Ananto Isworo menjelaskan, gerakan sedekah sampah muncul pada Juli 2013. Saat itu Ananto memiliki keprihatinan ketika buka puasa pasti menimbulkan sampah di mana-mana dan tidak terkelola.
SCROLL TO CONTINUE WITH CONTENT
"Padahal itu semua masih bisa dikelola dengan baik, maka kemudian muncul ide untuk mengelola sampah bekas sisa makanan buka puasa," katanya kepada detikJogja di kediamannya, Brajan, Kasihan, Bantul, Sabtu (22/2/2025).
Alhasil, pria kelahiran 1977 ini mulai mengumpulkan sampah dan memilahnya sendiri. Teknisnya, sampah menjalani pemilahan hingga menjadi dua jenis yakni sampah organik dan non organik.
"Yang organik akhirnya bisa dimanfaatkan oleh warga untuk pakan ternak. Akhirnya kegiatan itu bergulir menjadi program utama dari Masjid Al-Muharram, Brajan yaitu mengumpulkan sampah nonorganik untuk bisa menjadi nilai sedekah," ucapnya.
![]() |
Hal tersebut berlanjut dengan pengambilan sedekah sampah dua kali di Ahad pertama dan ketiga setiap bulannya dari pukul 08.00-12.00 WIB. Nantinya relawan berkeliling mengambil sampah baik di Brajan dan sekitarnya, meski ada pula masyarakat yang datang ke Masjid untuk menyerahkan sampah.
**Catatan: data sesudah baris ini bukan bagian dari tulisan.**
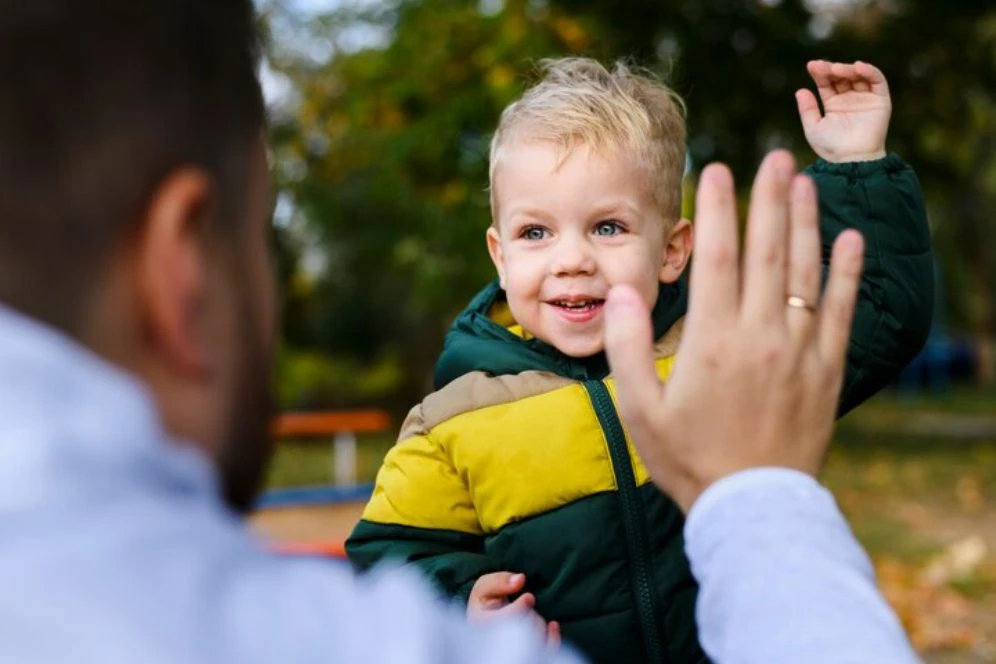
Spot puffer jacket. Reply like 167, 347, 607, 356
346, 155, 933, 663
Sampah-sampah yang terkumpul selanjutnya dijual
Uang Hasil Sampah untuk Bantu Warga
Mengenai uang hasil penjualan sampah, pria murah senyum ini mengaku langsung menyalurkan ke masyarakat di hari yang sama. Menurut Ananto, semua itu agar masyarakat bisa segera merasakan manfaat dari sedekah sampah yang saat ini lebih fokus ke sampah nonorganik.
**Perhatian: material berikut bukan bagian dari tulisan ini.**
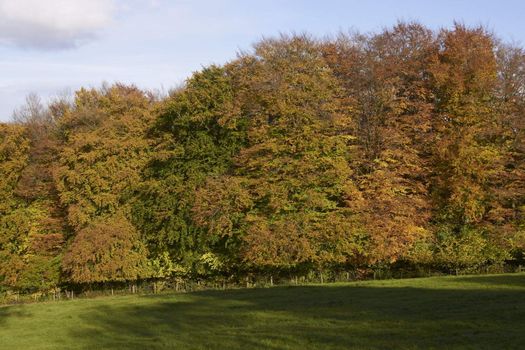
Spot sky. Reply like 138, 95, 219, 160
0, 0, 525, 121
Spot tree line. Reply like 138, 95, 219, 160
0, 23, 525, 291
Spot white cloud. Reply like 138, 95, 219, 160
0, 0, 116, 49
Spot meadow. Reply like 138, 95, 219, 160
0, 273, 525, 349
"Seperti masyarakat yang putra putrinya ada masalah biaya sekolah bisa langsung kita bantu. Lalu ada warga kekurangan secara ekonomi kita bisa bantu, kalau ada yang sakit kita kasih Rp 500 ribu sekali opname," ujarnya.
Ananto menambahkan, bahwa akan terus melakukan gerakan tersebut bahkan jika perlu semua Masjid bisa mengadopsi gerakan tersebut. Mengingat dari sampah mampu membantu masyarakat sekitar yang betul-betul membutuhkan.
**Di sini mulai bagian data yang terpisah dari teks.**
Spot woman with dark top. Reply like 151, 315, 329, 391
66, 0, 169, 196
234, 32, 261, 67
"Jadi bagaimana menjadikan sampah ini nilai ekonomi yang langsung, tapi kami tidak masuk ke ranah industri karena ini Masjid. Kami hanya mengumpulkan, dijual dan uangnya langsung kemanfaatan untuk masyarakat," katanya.
"Terus dulu kita layani ambil sampah se-DIY, karena pertama-tama gerakan sedekah sampah ya. Tapi karena konsep saya di situ ada Masjid, Pedukuhan dan PKK yang mengelola sampah ya di situ saja, jadi ada sampah bawa saja ke pengelola terdekat," imbuh Ananto.
Atasi Masalah Sampah
Ananto juga mengungkapkan, bahwa pelibatan tempat ibadah khusus masjid sebagai pengelolaan sampah juga bisa mengatasi permasalahan sampah.
"Sampah itu seharusnya selesai di lingkungan masing-masing, bisa rumah, sekolah, RT, RW, sekolah hingga tempat ibadah. Kalau di Indonesia ada 800 ribu Masjid dan masing-masing bisa mengelola, masalah sampah bisa selesai," katanya.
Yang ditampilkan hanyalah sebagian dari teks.